Restoration efforts must be directed and planned to protect our biodiversity, ensure ecological connectivity and ecosystem functioning. Restoring degraded areas and scaling them up will also bring food security and societal benefits. We will not only identify critical ecosystems to restore, but we will also invest resources to make it happen. The recovery, in our opinion, must be based on three components: ecology, economy and society.
I am confident that over the next decade we will have restored our mangroves to acceptable levels, improved sustainable fisheries exploitation by 70-80%, and restored our degraded coral reefs. The biggest challenge, however, will be to maintain current initiatives and launch new ones. Restoring ecosystems is a slow process and could take longer than the nine years we have left for current initiatives to bear fruit.

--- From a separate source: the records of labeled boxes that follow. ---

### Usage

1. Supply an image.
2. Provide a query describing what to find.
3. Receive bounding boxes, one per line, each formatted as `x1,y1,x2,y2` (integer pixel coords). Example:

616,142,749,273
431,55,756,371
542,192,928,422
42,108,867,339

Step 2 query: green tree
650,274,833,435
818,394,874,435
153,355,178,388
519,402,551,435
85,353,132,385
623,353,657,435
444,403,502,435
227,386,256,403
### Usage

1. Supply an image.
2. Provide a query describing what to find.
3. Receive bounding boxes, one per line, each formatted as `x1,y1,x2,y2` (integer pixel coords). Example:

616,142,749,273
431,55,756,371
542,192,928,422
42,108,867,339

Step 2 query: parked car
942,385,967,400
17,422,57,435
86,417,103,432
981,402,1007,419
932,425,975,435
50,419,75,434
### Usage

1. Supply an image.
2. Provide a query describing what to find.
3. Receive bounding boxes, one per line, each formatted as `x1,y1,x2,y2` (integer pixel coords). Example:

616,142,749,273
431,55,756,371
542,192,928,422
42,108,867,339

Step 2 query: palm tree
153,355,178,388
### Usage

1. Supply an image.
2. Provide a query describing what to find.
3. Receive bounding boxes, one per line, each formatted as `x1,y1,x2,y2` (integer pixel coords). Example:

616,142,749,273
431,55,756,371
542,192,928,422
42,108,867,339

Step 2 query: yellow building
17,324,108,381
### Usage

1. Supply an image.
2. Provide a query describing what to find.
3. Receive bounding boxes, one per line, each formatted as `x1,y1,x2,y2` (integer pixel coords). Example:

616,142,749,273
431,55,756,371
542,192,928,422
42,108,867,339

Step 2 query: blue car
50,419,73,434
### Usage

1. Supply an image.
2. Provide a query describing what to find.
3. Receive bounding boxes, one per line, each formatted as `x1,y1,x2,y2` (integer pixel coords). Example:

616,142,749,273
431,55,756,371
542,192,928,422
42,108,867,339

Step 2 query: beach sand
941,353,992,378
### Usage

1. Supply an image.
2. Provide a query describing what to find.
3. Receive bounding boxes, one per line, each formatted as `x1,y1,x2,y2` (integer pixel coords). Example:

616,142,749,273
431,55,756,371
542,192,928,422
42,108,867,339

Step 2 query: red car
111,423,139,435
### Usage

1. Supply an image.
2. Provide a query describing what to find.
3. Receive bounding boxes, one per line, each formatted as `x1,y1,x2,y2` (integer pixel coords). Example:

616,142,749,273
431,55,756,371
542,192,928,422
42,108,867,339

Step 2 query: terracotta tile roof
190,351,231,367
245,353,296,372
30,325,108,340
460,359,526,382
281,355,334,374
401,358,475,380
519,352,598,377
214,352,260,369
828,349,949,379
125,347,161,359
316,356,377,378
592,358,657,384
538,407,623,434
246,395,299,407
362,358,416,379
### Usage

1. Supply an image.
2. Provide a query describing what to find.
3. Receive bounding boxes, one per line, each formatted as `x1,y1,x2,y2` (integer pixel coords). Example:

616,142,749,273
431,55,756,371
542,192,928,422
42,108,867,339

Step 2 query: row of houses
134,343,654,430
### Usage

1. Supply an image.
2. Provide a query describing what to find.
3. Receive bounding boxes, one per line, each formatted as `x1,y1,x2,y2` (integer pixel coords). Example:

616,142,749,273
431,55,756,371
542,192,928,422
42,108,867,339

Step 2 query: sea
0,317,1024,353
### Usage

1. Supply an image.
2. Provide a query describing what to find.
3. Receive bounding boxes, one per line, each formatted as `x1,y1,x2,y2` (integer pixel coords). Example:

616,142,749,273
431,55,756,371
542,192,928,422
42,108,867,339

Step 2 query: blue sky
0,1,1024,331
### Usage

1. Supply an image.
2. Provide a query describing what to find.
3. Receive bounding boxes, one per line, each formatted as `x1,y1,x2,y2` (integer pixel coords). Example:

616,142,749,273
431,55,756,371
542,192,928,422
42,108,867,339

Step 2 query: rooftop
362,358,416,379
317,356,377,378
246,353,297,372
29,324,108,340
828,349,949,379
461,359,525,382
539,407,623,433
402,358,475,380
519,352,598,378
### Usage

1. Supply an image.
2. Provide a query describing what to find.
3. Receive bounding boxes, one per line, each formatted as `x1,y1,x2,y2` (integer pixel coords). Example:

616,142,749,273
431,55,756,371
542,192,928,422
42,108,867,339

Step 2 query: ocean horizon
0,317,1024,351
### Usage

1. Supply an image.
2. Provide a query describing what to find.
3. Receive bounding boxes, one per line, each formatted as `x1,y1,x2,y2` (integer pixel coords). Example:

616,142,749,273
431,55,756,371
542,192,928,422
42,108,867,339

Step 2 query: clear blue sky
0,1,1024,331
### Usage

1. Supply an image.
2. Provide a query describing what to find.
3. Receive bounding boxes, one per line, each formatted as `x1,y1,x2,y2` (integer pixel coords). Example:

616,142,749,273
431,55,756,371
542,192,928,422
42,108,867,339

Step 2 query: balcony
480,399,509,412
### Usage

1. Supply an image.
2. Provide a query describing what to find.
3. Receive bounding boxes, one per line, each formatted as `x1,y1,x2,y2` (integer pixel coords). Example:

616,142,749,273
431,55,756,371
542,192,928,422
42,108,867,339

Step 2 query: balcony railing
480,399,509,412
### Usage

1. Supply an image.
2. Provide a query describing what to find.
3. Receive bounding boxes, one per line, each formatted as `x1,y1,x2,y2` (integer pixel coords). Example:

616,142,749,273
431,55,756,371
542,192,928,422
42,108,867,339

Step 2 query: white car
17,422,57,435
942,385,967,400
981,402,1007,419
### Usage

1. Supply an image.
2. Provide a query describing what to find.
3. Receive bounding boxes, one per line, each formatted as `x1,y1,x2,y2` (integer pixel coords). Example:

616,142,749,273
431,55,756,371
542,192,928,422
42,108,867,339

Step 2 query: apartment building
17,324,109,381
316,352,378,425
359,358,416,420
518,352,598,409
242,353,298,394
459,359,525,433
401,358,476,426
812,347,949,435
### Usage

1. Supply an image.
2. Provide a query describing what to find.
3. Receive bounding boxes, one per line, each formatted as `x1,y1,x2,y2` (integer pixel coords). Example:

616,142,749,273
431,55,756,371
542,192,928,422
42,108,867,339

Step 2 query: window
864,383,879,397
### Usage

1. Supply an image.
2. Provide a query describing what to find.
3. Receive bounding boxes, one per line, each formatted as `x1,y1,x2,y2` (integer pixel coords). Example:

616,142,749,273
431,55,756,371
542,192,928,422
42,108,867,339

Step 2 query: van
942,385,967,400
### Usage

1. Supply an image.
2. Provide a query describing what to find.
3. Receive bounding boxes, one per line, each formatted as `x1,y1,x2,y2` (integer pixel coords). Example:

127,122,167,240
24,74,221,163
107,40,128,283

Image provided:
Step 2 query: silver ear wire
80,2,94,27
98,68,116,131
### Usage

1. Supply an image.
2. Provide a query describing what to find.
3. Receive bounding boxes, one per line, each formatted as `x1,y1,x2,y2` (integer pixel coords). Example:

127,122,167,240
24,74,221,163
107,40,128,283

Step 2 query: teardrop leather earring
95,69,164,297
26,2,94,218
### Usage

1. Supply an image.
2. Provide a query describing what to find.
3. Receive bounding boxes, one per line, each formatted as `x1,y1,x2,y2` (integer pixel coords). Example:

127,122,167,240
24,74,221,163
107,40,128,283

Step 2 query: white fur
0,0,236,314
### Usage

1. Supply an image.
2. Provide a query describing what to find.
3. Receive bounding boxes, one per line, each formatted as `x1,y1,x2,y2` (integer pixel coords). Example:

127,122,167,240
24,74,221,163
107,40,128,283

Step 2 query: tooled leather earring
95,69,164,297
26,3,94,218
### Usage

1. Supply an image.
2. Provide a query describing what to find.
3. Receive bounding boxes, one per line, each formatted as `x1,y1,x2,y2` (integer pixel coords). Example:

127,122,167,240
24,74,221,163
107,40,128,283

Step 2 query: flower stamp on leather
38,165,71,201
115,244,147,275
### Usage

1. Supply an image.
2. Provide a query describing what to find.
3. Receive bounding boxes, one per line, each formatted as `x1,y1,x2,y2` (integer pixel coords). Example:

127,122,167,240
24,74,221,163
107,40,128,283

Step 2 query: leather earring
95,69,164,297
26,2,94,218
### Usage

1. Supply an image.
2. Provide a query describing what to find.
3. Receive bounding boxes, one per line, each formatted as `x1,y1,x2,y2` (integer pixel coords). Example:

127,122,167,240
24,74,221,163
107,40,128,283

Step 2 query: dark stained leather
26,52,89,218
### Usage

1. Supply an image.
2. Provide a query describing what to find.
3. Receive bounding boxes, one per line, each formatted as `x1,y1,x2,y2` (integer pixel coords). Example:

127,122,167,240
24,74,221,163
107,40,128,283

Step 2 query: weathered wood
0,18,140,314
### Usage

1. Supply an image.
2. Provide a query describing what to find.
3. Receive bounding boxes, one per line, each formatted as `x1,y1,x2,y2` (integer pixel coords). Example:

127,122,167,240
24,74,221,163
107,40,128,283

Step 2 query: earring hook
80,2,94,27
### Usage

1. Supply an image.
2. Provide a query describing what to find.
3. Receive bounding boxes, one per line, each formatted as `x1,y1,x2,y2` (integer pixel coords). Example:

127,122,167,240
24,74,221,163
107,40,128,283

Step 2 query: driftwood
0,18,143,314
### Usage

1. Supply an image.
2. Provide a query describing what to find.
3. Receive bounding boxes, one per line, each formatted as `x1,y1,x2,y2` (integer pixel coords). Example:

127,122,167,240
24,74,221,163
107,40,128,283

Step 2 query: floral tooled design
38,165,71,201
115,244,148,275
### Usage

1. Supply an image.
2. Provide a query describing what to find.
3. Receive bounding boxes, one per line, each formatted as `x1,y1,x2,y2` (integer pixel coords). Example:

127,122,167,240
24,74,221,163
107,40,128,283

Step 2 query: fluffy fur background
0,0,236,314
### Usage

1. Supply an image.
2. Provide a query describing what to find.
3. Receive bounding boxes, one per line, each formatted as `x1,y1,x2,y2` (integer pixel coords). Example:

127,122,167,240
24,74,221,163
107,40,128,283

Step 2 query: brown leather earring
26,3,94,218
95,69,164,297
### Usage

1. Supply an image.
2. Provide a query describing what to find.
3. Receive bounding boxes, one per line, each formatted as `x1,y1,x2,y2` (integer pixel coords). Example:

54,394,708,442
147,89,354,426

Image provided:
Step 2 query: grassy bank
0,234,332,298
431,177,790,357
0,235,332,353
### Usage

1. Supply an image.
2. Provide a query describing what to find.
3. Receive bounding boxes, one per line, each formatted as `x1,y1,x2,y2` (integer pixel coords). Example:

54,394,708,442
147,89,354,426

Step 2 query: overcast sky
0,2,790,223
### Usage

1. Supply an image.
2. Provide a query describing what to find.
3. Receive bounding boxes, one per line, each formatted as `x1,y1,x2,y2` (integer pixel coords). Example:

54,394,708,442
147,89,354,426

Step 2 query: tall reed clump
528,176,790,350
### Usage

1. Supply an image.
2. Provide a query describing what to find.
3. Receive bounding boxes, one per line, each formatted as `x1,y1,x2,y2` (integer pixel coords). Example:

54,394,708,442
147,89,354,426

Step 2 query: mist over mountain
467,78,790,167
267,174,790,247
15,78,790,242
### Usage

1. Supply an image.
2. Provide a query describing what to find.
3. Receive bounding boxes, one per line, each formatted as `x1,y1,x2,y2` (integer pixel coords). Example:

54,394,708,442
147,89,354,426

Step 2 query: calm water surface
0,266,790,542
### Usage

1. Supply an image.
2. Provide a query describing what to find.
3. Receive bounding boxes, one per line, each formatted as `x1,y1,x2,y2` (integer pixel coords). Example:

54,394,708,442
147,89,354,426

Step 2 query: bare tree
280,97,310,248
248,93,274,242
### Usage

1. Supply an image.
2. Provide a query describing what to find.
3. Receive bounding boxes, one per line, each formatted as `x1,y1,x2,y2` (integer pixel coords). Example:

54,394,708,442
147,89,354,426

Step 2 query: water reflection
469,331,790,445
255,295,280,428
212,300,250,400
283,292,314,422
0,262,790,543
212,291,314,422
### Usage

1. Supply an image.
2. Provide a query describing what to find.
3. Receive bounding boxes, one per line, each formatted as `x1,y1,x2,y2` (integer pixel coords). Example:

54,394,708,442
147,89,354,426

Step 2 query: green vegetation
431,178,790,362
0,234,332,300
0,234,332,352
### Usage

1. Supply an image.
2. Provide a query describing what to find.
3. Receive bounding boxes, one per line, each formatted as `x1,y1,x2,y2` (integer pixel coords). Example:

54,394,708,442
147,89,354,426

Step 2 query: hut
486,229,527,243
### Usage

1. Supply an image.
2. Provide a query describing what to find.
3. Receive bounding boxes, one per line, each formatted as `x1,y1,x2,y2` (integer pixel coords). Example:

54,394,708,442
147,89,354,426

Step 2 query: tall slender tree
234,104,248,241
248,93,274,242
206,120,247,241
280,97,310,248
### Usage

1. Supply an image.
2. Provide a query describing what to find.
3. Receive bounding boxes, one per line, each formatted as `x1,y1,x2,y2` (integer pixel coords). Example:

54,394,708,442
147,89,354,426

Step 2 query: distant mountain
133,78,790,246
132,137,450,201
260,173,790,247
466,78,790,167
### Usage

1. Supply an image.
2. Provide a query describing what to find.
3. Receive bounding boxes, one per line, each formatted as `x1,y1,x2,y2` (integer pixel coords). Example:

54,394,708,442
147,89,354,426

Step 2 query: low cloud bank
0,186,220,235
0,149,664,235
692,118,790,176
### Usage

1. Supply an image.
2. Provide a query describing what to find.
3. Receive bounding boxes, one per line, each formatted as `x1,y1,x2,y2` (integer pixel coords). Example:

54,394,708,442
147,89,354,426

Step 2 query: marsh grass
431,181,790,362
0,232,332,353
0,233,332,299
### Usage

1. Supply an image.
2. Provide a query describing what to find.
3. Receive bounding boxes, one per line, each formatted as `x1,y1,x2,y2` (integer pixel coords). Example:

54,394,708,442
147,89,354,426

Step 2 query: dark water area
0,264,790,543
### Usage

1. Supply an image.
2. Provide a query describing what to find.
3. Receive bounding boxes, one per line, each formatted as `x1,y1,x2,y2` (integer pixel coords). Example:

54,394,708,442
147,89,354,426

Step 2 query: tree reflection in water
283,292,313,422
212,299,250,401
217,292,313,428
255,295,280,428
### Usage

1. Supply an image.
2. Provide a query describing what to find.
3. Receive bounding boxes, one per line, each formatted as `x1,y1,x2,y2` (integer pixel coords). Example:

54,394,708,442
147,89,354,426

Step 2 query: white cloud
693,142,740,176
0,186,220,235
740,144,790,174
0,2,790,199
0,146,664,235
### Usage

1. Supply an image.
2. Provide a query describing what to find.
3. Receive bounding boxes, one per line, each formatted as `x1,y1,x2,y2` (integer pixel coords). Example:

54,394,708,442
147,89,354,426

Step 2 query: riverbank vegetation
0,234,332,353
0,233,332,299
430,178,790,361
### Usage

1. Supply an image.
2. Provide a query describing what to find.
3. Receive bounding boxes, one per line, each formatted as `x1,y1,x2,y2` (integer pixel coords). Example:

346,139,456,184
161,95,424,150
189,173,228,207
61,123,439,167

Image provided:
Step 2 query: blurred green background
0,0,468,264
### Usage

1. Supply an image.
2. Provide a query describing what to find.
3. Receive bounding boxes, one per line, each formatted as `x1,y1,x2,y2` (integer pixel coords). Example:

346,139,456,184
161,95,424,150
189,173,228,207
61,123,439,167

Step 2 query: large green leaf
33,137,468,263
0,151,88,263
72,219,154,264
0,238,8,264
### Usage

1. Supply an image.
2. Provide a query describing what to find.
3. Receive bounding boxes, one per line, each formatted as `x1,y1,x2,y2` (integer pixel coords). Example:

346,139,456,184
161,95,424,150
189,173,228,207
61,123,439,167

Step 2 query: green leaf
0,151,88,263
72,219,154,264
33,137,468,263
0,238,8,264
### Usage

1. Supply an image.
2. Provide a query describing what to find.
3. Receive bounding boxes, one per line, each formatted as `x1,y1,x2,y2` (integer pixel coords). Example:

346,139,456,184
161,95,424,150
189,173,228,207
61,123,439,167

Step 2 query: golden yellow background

The Restoration Decade Initiative has identified a 10-point plan, three of which I believe are essential.
The first is long-term funding, without which such projects cannot last. Developing models and scaling them will be key to the success of initiatives around the world. According to a UN assessment report, investments in nature must increase from the current figure of 130 billion dollars to around 330 billion dollars. Restoration efforts in Abu Dhabi will also need long-term financial support. We will provide funding through public-private partnerships to attract investment in addition to appealing to individual philanthropy. One such example is the recently launched Etihad Airways Mangroves program in partnership with EAD, Jubail Island and the Storey Group.
Second, resources must be allocated to innovation in research. Scientific knowledge and understanding should underpin these projects, given that they involve enormous financial and human resources, in addition to leadership commitments.
Finally, it is important to share and celebrate restoration efforts. We need to tell success stories compellingly and appreciate the driving forces behind them. We will take our examples of Scimitar-horned Oryx and fishing around the world. Because we believe these stories need to be told. This is crucial to ensure that world leaders elsewhere also understand this. The best way to do this is to use demonstration projects to show the benefits and the return on investment, both for nature and for people.
We also need to listen and learn from other successful practices around the world.
Ecosystem restoration is a global imperative for biodiversity and climate change that must be implemented with greater urgency than ever. And I’m truly honored to be on the advisory board of this global effort. It is both a huge responsibility and a wonderful opportunity. Indeed, this is our chance to work together to quit and heal, and to protect and thrive – for our planet and for our species.